Für Smartphones werden zwar bei den meisten metallischen Rohstoffen nur ein bis drei Prozent ihrer globalen Primärproduktion verbraucht (bei Kobalt und Palladium sind es rund zehn Prozent).6 Doch Smartphones sind ja nur ein Device unter vielen. Im Zuge der Digitalisierung werden mannigfaltige weitere Geräte wie etwa PCs, Tablets oder MP3-Player und andere Wearables produziert. Hinzu kommen Aufbau und Betrieb der digitalen Infrastrukturen: all die Datenkabel, Server oder Rechenzentren, die wir nie zu sehen bekommen, die uns aber erst den Zugang zum Internet ermöglichen. Dies alles verbraucht ebenfalls Millionen Tonnen an Ressourcen. Beispielsweise werden in Elektronikprodukten 25 Prozent des weltweit gewonnenen Silbers verbaut. Neben Silber stammen auch etliche andere Rohstoffe der Elektronikindustrie wie Kobalt, Tantal, Platin oder Palladium aus Ländern, in denen Menschen unter unwürdigsten Bedingungen arbeiten müssen und wo sie hohen Gesundheits- und Sicherheitsrisiken ausgesetzt sind. Ganz zu schweigen von den meist miserablen Löhnen, die dort bezahlt werden.7 Auch landen die meisten digitalen Geräte am Ende in Form von Elektroschrott wieder in ärmeren Weltregionen, wo Gesundheitsfürsorge, Arbeitsschutz und wirtschaftliche Gerechtigkeit kleingeschrieben werden und lokale Umweltverschmutzung durch nicht sachgerechte Entsorgung droht. Allein im Jahr 2015 summierte sich die Masse ausrangierter Elektrogeräte auf 42 Megatonnen weltweit, und schon für 2020 werden rund 52 Megatonnen prognostiziert.8 Dieser Berg von Elektroschrott entspricht dann in etwa der Größe eines Schrotthaufens aller 46 Millionen Pkws, die auf Deutschlands Straßen derzeit unterwegs sind.

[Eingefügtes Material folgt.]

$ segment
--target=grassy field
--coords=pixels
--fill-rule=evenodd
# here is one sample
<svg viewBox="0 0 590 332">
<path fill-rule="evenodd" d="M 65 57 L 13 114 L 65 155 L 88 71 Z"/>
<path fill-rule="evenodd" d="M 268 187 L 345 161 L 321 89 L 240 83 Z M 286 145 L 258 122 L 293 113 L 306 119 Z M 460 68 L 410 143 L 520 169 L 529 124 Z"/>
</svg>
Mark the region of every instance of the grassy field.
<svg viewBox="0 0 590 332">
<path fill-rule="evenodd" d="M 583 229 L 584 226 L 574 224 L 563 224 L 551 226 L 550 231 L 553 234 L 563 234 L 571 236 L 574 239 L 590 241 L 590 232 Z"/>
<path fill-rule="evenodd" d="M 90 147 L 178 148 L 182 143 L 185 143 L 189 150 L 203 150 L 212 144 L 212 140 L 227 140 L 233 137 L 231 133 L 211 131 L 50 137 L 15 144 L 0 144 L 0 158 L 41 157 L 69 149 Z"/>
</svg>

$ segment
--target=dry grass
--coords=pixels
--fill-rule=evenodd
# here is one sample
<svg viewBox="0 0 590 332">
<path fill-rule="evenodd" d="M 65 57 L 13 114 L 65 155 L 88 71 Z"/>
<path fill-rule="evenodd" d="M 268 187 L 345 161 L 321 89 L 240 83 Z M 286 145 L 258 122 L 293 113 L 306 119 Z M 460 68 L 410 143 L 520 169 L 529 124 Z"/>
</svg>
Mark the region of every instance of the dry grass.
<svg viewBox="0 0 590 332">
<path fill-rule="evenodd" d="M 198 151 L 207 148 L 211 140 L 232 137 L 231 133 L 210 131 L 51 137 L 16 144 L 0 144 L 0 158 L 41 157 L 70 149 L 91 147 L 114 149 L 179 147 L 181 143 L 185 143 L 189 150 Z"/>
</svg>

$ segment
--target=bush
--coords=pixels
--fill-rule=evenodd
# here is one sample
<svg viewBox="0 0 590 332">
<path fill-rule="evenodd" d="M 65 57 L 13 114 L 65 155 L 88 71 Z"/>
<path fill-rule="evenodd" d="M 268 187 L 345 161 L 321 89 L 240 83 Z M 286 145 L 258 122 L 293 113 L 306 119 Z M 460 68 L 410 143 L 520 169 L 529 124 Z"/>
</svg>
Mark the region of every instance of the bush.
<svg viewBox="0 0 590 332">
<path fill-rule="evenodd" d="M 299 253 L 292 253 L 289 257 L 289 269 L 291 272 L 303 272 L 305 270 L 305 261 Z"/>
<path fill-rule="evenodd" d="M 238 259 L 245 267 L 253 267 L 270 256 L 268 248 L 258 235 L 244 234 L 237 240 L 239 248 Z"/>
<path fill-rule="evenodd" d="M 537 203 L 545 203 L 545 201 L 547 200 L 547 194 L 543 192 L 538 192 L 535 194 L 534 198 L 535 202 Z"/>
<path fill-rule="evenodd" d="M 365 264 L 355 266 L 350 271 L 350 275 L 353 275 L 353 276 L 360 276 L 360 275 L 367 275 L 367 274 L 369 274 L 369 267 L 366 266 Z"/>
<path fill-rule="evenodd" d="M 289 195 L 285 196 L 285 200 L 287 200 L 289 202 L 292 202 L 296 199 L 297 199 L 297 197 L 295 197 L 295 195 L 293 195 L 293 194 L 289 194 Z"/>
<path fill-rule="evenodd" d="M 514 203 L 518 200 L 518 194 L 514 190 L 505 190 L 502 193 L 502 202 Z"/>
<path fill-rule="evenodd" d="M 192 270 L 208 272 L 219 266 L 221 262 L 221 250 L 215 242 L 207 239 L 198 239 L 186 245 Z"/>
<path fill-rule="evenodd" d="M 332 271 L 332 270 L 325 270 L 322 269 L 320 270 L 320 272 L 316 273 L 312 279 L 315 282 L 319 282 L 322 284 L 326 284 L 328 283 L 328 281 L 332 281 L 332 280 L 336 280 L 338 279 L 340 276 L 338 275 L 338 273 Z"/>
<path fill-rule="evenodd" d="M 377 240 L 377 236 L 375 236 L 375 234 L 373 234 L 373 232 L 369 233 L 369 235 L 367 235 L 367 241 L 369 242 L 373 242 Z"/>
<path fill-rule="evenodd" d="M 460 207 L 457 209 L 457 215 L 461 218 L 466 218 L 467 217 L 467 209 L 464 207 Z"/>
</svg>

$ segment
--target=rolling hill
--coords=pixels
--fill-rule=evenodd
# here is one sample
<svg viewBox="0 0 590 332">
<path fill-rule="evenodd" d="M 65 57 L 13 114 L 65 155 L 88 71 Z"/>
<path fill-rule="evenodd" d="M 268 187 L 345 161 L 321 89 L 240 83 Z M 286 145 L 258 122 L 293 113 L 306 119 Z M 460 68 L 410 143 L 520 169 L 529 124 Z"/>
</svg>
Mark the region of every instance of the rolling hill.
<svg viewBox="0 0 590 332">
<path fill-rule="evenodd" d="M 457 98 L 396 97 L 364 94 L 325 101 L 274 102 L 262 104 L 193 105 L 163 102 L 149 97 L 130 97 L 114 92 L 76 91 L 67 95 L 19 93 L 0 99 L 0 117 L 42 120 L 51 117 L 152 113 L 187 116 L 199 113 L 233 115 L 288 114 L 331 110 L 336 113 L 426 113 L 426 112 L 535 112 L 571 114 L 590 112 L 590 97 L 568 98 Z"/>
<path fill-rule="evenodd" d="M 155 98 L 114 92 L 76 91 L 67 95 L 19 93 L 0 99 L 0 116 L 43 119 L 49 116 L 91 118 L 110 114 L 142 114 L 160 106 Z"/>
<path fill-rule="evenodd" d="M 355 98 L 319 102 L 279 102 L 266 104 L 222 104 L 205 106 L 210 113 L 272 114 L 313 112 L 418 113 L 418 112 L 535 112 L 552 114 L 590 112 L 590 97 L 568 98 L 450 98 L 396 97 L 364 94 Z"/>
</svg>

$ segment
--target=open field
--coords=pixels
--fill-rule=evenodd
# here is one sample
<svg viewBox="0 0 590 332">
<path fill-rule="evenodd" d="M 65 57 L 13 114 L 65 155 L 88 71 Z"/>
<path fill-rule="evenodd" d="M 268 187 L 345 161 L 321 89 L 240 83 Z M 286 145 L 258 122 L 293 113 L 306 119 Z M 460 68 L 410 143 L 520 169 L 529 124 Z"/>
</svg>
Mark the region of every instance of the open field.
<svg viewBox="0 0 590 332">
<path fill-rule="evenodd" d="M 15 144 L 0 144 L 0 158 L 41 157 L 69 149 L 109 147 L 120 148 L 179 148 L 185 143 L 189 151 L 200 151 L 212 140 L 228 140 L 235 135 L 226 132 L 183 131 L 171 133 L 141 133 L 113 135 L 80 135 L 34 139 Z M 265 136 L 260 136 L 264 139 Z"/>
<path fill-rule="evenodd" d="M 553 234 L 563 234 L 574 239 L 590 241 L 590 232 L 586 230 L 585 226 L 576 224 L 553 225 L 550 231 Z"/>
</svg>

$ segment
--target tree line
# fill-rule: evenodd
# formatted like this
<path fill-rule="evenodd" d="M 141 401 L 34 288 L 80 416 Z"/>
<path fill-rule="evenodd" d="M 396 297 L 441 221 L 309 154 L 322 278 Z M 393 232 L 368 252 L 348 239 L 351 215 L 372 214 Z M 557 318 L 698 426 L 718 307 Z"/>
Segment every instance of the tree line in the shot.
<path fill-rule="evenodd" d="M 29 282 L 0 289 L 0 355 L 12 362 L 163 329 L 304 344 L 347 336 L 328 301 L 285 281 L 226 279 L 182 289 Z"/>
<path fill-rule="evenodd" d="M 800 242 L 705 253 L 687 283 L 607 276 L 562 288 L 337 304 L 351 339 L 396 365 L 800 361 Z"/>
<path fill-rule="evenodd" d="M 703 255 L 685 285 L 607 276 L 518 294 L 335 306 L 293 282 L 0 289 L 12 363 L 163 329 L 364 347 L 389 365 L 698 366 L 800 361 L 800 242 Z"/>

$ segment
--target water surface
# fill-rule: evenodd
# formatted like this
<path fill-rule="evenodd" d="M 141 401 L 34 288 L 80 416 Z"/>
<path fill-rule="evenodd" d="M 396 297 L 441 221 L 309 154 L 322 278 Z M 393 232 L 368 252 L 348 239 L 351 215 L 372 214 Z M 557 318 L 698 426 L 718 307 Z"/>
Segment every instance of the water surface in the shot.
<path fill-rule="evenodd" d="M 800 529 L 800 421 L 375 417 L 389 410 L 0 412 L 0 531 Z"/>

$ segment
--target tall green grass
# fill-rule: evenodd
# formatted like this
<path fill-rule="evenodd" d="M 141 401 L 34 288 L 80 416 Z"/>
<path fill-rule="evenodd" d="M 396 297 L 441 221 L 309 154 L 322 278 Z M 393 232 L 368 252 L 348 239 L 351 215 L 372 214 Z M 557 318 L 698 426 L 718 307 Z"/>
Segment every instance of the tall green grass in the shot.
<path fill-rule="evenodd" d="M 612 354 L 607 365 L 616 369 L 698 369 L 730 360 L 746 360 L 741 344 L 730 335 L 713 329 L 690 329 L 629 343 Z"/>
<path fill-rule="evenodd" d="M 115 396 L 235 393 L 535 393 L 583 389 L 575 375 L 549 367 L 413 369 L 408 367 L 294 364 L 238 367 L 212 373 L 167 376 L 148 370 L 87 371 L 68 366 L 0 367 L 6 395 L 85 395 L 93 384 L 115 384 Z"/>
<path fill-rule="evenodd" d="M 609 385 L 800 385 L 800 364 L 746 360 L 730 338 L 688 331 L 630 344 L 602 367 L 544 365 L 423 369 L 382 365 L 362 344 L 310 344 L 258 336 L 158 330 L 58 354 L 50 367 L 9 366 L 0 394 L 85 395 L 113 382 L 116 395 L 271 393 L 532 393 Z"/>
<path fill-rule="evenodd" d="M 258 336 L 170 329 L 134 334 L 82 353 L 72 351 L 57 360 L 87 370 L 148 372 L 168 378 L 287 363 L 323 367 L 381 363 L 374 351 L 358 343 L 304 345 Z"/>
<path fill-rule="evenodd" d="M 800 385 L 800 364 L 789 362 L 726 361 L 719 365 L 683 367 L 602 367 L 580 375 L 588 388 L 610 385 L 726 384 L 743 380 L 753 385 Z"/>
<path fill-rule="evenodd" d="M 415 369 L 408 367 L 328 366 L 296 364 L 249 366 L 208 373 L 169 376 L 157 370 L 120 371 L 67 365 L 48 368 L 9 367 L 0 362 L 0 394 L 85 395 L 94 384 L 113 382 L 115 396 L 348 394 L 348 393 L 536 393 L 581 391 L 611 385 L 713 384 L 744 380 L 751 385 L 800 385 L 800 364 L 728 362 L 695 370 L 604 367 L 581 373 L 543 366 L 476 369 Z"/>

Genau wie das Smartphone laufen alle digitalen Geräte und Infrastrukturen nur, wenn der Strom fließt. Zunächst gilt das für deren Herstellung. Allein der Energiebedarf für die Produktion der sieben Milliarden Smartphones – circa 250 Terawattstunden – summiert sich auf die stattliche Größenordnung der jährlichen Stromnachfrage von Ländern wie Schweden oder Polen.9 Was die Nutzung der digitalen Endgeräte betrifft, gibt es zunächst eine erfreuliche Nachricht: Sie werden laufend energieeffizienter. Aber weil die Prozessoren immer schneller und die Rechenleistung und auch die Bildschirme immer größer werden, verpufft dieses Einsparpotenzial. So zeigt sich über die lange Dauer der folgende Zusammenhang: Die Rechnerleistung pro Kilowattstunde hat sich alle 1,5 Jahre verdoppelt.10 Aber zugleich ist die Leistungsfähigkeit der Prozessoren,11 aber auch der Energieverbrauch der Bildschirme und der Stromverbrauch der Datenzentren deutlich angestiegen. Die Digitalisierung ist daher ein idealtypisches Beispiel für den sogenannten ›Rebound-Effekt‹:12 Technische Effizienzsteigerungen führen zu Mehrverbräuchen und damit ist das Potenzial für Einsparungen dahin (siehe Abbildung 1).13
Abbildung 1: Energieverbrauch pro Rechenleistung und Prozessorkapazität (Erläuterung im Abbildungsverzeichnis).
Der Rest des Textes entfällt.